Esophageal carcinoma

Clinical:

  • A 52 years old lady
  • No known medical illness
  • Presented with progressive dysphagia
  • Associated with significant weight loss
Barium swallow

Fluoroscopy (Barium swallow) findings:

  • A & B: frontal and lateral projection of upper esophagus show that the cervical part of esophagus is normal.
  • C: Mid esophagus in frontal projection shows a lobulated intraluminal filling defect seen within the esophagus starting at the level of carina (yellow arrows).
  • D: Mid and distal esophagus in frontal projection shows narrowing with minimal flow of contrast throughout the mid and distal esophagus. The GE junction appears normal.
CT scan thorax in axial planes, post contrast
CT scan reformatted image in sagittal and coronal plane

CT scan findings:

  • Irregular circumferential thickening of the esophageal wall
  • It involves long segment of esophagus at mid and distal portion
  • Associated luminal narrowing noted at the same region (red arrows)
  • The esophagus proximal to this is abnormally dilated (white arrows)
  • Bilateral pleural effusion seen (blue arrows). No lung nodule.

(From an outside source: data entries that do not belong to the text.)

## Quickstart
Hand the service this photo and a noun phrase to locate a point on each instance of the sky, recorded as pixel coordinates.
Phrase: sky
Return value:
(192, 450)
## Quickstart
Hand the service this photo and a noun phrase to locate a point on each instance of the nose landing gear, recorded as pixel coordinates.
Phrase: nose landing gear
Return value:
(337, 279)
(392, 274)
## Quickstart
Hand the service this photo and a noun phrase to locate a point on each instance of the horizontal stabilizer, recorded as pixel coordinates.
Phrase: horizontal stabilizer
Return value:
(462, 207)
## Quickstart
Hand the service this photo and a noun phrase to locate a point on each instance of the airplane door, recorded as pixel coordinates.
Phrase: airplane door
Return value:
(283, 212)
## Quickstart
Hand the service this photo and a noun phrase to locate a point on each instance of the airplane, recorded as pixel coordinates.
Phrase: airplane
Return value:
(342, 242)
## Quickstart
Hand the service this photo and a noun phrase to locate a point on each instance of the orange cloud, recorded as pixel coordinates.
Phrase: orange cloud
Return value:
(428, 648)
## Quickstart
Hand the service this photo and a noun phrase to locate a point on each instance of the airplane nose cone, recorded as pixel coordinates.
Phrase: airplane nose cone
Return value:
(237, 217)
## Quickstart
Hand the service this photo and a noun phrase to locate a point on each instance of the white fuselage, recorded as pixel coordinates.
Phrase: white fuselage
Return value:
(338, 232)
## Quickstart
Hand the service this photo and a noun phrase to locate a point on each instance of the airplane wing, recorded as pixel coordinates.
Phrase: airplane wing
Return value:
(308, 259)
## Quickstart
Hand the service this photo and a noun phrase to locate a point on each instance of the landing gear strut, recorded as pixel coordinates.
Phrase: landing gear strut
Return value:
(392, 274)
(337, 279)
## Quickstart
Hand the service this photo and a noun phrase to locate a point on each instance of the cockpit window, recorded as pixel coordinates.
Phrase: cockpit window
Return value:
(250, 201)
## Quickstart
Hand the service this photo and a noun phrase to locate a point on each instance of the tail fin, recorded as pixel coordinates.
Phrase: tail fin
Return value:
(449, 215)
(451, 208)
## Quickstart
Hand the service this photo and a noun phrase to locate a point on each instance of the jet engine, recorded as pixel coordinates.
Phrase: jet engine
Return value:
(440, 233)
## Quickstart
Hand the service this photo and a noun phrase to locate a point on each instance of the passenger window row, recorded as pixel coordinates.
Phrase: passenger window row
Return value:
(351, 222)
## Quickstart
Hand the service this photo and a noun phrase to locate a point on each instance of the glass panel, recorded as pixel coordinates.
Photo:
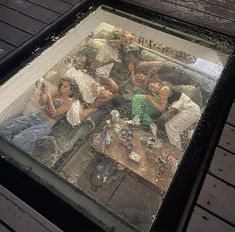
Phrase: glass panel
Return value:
(113, 111)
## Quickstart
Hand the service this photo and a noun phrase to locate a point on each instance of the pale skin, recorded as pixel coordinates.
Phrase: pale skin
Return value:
(139, 79)
(163, 92)
(66, 103)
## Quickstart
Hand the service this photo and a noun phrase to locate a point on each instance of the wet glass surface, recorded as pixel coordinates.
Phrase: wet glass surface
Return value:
(115, 114)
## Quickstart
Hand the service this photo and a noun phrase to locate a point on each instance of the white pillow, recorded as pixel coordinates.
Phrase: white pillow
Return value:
(33, 105)
(73, 114)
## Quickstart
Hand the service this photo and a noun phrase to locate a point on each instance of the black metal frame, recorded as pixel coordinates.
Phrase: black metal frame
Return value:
(185, 186)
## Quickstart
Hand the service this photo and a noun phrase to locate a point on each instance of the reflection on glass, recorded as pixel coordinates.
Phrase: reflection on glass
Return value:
(114, 118)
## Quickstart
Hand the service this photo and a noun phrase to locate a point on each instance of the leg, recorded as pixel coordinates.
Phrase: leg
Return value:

Diagnosis: Esophageal carcinoma (HPE: moderately differentiated SCC)

Discussion:

  • Esophageal cancer is the third most common gastrointestinal malignancy and is among the 10 most prevalent cancers worldwide.
  • More than 90% of esophageal cancers are either squamous cell carcinomas (SCCs) or adenocarcinomas.
  • SCCs are evenly distributed between the middle and lower esophagus, whereas approximately three-fourths of all adenocarcinomas are found in the distal esophagus.
  • Fluoroscopy shows irregular stricture, pre-stricture dilatation with ‘hold up‘ and shouldering of the stricture.
  • CT scan shows eccentric or circumferential wall thickening >5 mm, peri-oesophageal soft tissue and fat stranding. Dilated fluid- and debris-filled oesophageal lumen is seen proximal to an obstructing lesion. Tracheobronchial and aortic invasion can also be seen.